Excuse Me –
Someone asked me today; “Who’s your favorite killer?” I did a double take and asked in return; “My favorite what?” “Color,’ came the response, ‘favorite color?” “Oh!, blue,” I said. I was told I needed to work on my Tennessean listening skills.
It was a good laugh at my expense and a good reminder about listening. Each of us come from a unique background. We often forget that when we are speaking and listening to someone. People speak using words we don’t use, wouldn’t use, aren’t sure how to use. Folks speak with biases, colored by experiences, influenced by generational cycles of positive and negative cultural, religious and familial understandings.
This is why it is so important to listen with our whole being, not casually while we mess with our phones, distract ourselves with “more important” things or not honor the person who is speaking with mindfulness and focus.
Listening is a sacred gift we can give one another.
It’s The Thought –
I sat with one of my regulars for a session yesterday. We made small talk at first asking each other about what’s happened in the last week between appointments. He told me about his weekend and I mentioned the rain and how this negatively impacted my work on the front porch extension. As I said this his eyes lit up and he said; “That reminds me!” and he put his hand in his pocket and brought out an object and slid it across the table.
He continued; “I know you don’t charge for these sessions but I wanted to tell you how much I appreciate you helping me.” I looked down and it was a gift card for a local home improvement store. I smiled at his graciousness and then slid the card back to him and replied apologetically; “I’m sorry. I can’t accept this gift. We are a non-profit and can’t accept personal payment of any kind but I appreciate your generosity and the thought behind the gift means a great deal to me.” Even as I think about his desire to tangibly say; “Thank you” it brings a big smile to my face.
I have no idea how much the gift card was for and it doesn’t matter. What matters is his appreciation for the times we’ve sat together and worked through some tough issues to help him become the best man he can be for himself and his family. The old adage; “It’s the thought behind the gift that counts” is true and was a wonderful gift that I will value for a long time.
dandelion, sitting on a hill
rooted, grounded, in place, until
a mighty force arose and lifted
carried your essence far from home
floating in all directions at once
never letting you settle
dropping and raising
bouncing between stillness and gales
yet in the chaos, swirling turmoil
your beauty decorated the wind
the gift of recognized breezes
making that which could not be seen
now traced over meadows, fields, hills and valley
where you take root again is unknown
until then your untamed spirit
alights upon my shoulder for a glimpse
of what it means to be unleashed
Yesterday, during worship service, a young woman in another section and a few rows up, began having a coughing fit. She tried to stifle the sudden, sharp expelling of air from her lungs but her body convulsed with each suppression.

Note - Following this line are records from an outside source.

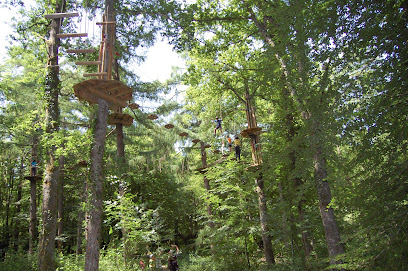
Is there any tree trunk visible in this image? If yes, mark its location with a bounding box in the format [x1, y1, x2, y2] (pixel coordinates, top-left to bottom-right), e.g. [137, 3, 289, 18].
[57, 155, 65, 251]
[84, 0, 115, 271]
[313, 146, 344, 264]
[200, 141, 214, 231]
[14, 161, 24, 251]
[28, 178, 38, 255]
[245, 86, 275, 266]
[38, 3, 63, 271]
[84, 99, 109, 271]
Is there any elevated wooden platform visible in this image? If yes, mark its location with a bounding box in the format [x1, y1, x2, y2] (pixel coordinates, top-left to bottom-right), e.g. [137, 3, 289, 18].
[108, 113, 133, 126]
[128, 103, 140, 109]
[73, 79, 133, 111]
[24, 176, 42, 181]
[147, 114, 159, 120]
[241, 127, 262, 138]
[75, 61, 102, 65]
[66, 49, 96, 54]
[57, 33, 88, 39]
[44, 12, 79, 19]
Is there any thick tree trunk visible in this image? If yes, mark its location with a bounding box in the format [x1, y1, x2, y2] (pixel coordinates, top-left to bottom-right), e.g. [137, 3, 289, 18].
[313, 146, 344, 264]
[57, 156, 65, 251]
[38, 4, 61, 271]
[200, 141, 214, 228]
[28, 178, 38, 255]
[14, 161, 24, 251]
[84, 0, 115, 271]
[245, 86, 275, 266]
[84, 99, 109, 271]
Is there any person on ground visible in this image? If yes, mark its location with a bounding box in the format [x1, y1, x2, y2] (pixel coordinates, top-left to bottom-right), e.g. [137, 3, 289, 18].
[214, 117, 222, 136]
[167, 245, 180, 271]
[234, 136, 241, 161]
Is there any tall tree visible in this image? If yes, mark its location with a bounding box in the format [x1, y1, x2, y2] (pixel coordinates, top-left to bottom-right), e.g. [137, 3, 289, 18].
[38, 1, 65, 270]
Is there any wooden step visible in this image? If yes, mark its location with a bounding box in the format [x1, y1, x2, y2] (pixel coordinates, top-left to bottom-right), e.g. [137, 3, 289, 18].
[96, 22, 116, 25]
[83, 72, 108, 77]
[67, 49, 96, 54]
[75, 61, 102, 65]
[44, 12, 79, 19]
[57, 33, 88, 39]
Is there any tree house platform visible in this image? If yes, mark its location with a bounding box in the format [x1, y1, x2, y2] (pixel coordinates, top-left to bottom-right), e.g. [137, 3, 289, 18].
[147, 114, 159, 120]
[73, 79, 133, 111]
[66, 49, 96, 54]
[108, 113, 133, 126]
[44, 12, 79, 19]
[57, 33, 88, 39]
[128, 103, 140, 109]
[241, 127, 262, 138]
[24, 176, 42, 181]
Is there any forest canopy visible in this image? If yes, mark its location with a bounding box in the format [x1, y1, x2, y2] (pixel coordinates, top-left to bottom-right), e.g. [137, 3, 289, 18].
[0, 0, 408, 271]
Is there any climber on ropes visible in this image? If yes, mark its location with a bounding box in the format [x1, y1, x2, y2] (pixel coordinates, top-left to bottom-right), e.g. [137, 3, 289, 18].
[227, 135, 232, 152]
[31, 159, 38, 176]
[234, 136, 241, 161]
[214, 117, 222, 136]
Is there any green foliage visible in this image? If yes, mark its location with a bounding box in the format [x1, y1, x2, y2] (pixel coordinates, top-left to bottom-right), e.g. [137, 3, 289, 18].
[0, 252, 37, 271]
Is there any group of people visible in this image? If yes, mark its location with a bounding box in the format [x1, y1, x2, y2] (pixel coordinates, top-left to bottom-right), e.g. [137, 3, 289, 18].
[214, 117, 241, 161]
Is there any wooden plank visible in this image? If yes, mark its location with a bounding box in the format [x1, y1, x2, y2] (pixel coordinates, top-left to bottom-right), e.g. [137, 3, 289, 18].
[96, 22, 116, 25]
[75, 61, 102, 65]
[57, 33, 88, 39]
[83, 72, 108, 77]
[44, 12, 79, 19]
[67, 49, 96, 54]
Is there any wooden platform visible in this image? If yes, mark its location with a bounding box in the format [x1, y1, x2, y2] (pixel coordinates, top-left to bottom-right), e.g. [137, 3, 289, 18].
[24, 176, 42, 181]
[128, 103, 140, 109]
[57, 33, 88, 39]
[147, 114, 159, 120]
[73, 79, 133, 111]
[241, 127, 262, 138]
[66, 49, 96, 54]
[44, 12, 79, 19]
[108, 113, 133, 126]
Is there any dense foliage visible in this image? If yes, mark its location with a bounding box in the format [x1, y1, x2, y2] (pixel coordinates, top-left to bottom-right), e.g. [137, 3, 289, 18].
[0, 0, 408, 271]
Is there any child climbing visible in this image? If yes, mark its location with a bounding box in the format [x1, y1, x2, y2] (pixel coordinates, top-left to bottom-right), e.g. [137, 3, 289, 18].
[234, 136, 241, 161]
[227, 135, 232, 152]
[31, 159, 38, 176]
[214, 117, 222, 136]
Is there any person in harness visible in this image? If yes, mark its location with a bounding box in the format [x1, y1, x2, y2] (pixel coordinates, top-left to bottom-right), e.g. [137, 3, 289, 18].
[214, 117, 222, 136]
[167, 245, 180, 271]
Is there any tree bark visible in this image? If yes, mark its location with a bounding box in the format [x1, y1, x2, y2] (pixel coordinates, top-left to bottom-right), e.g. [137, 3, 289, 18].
[245, 88, 275, 266]
[38, 3, 64, 271]
[84, 99, 109, 271]
[200, 141, 214, 229]
[313, 146, 344, 264]
[57, 156, 65, 251]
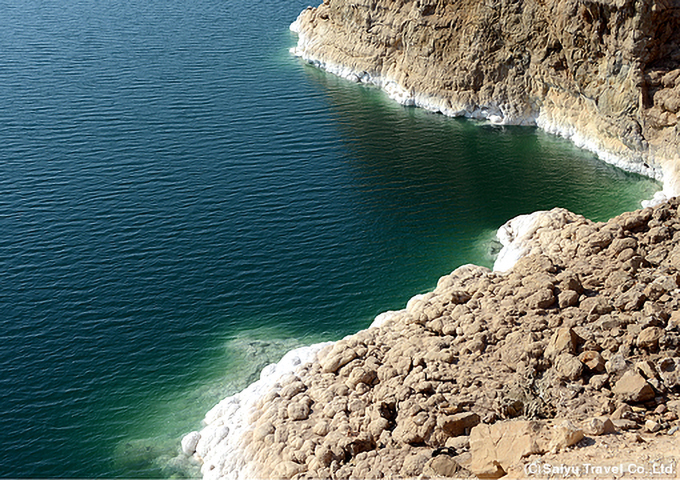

I’ve been there. Sometimes those coughing fits come on so quickly and violently you’re at a loss at what to do. You don’t want to cause a scene, disturb everyone by getting up and excusing yourself but you also don’t want to continue being a major distraction. I watched her weighing the options when the small, frail hand of an elderly lady reached across the aisle and handed her a piece of candy. It wasn’t done in an exasperated thrust or with the roll of an eye or an exaggerated sigh. She gently and surreptitiously extended the soothing lozenge, they exchanged smiles and the young woman accepted the gift. A simple act and beautiful acceptance.
I’ve thought about this scene several times since yesterday. Too often, those in need are embarrassed, shamed, forced to find help, go through great lengths and navigate many obstacles to find assistance. Folks with hurts, habits, hangups and shortcomings are looked down upon, cause frustration for “those who have it all together,” know how to behave, can take care of themselves. The “haves” begrudgingly give to the “have-nots” and make sure many are aware of their feigned and forced magnanimity.
To be aware of the need of others, to give secretly, to aid not for recognition or reimbursement but because we can is true generosity wrapped in lavish grace.